In the "about" page -- http://csvlint.io/about -- you recommand that "column names and fields are separated by commas". In some european cultures (at least in french, italian and spanish cultures) the comma is used to separate the numbers with their decimal part. In the UK you write 23.78% while in France, for exemple, we generally write 23,78%. On my machine (locale FR-fr), LibreOffice for Linux interpret 0,5 as a number and 0.5 as a text chain.

Honnestly I don't know how different Spreadsheet Software deal with this, but there is a risk that some of them convert "23,78%" as a text chain rather than a number. For that reason I'm asking myself if the semi-comma is not a better recommandation?

Floppy commented 9 years ago

In those cases, I should think that software would output the fields in quotes to avoid the problem. Also, in CSVlint, we do try to allow different separators to be specified if we detect that the file isn't comma-separated.

Perhaps we should update the documentation to say that in the cases you mention above, fields should always be quoted?

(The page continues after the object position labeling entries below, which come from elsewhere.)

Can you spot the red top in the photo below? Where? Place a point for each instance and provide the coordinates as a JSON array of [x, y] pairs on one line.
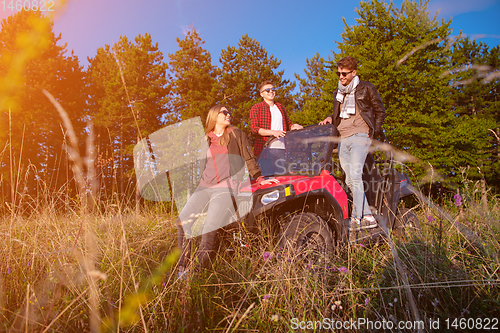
[[216, 171], [260, 117]]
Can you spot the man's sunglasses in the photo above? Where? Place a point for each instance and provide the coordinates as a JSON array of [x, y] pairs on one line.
[[226, 113], [344, 74]]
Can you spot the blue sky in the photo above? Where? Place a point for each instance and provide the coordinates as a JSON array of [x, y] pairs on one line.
[[291, 30]]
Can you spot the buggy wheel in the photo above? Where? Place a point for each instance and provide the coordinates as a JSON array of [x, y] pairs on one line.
[[307, 236], [406, 224]]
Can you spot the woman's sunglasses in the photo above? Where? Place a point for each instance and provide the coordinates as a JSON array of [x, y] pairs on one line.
[[344, 74], [226, 113]]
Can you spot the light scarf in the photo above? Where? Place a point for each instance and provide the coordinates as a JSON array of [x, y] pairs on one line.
[[345, 95]]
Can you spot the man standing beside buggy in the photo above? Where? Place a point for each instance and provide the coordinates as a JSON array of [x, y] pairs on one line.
[[358, 113]]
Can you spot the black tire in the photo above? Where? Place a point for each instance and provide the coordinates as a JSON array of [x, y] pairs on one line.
[[308, 236], [407, 224]]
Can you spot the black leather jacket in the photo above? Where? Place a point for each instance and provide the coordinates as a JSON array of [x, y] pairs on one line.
[[368, 104], [240, 153]]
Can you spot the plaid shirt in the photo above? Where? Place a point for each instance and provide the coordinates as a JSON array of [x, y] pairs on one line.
[[260, 117]]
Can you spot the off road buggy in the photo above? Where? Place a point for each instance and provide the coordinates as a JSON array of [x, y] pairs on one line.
[[312, 204]]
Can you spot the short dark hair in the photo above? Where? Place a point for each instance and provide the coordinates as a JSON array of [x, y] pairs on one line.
[[264, 83], [348, 63]]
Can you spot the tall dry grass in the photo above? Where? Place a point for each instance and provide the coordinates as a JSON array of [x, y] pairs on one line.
[[46, 276]]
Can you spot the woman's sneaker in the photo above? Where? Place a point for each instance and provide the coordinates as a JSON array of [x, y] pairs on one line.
[[366, 222]]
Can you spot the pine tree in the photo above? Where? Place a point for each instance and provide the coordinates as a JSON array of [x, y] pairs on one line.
[[477, 107], [127, 100], [243, 69], [315, 98], [403, 52], [193, 79], [31, 130]]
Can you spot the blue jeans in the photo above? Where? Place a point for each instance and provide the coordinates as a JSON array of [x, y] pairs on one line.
[[352, 155]]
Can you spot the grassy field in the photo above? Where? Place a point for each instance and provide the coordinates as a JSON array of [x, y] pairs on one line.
[[97, 273]]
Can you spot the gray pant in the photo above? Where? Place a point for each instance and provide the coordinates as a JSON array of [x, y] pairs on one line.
[[215, 206]]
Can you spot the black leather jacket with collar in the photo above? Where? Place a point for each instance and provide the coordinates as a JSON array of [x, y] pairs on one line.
[[368, 104]]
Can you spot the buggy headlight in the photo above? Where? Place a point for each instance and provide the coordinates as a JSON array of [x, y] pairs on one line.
[[270, 197]]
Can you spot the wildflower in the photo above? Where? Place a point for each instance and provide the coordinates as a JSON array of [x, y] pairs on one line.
[[266, 256], [343, 269], [337, 304]]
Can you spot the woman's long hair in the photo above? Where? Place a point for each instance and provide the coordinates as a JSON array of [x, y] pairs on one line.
[[213, 113]]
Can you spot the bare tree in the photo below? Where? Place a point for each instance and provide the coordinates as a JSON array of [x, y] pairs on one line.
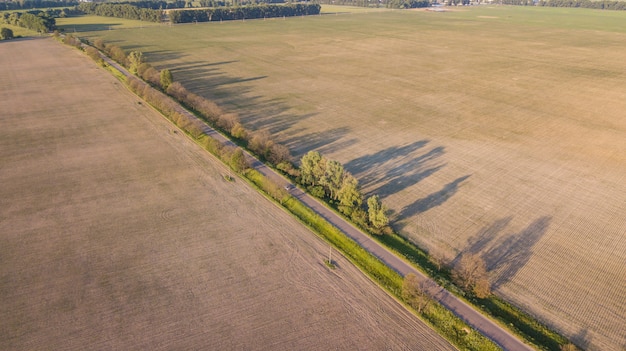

CharlesNepote commented 9 years ago

But if the fields are quoted, some software could interpret 23,78 as a text chain and not as a number, which is problematic. Of course geeks will easilly understand this kind of problem and they will be able to transform the text 23,78 in a number. But for newbies, CSV files has to be easy to use. They won't understand why they don't have the expected result when they try to add "0,5" and "0,5". I've just made the test with LibreOffice and the result is 0 (instead of 1).

JeniT commented 9 years ago

Quoting in a CSV file doesn't affect the interpretation of a value as a number or a string. CSV itself doesn't have any conception of numeric or string literals (unlike JSON, where that would be an issue). Quoting in CSV is purely about avoiding commas in values being misinterpreted as field separators. Interpreting as numbers (or whatever) is an additional layer which is done by applications, possibly informed by metadata (schemas).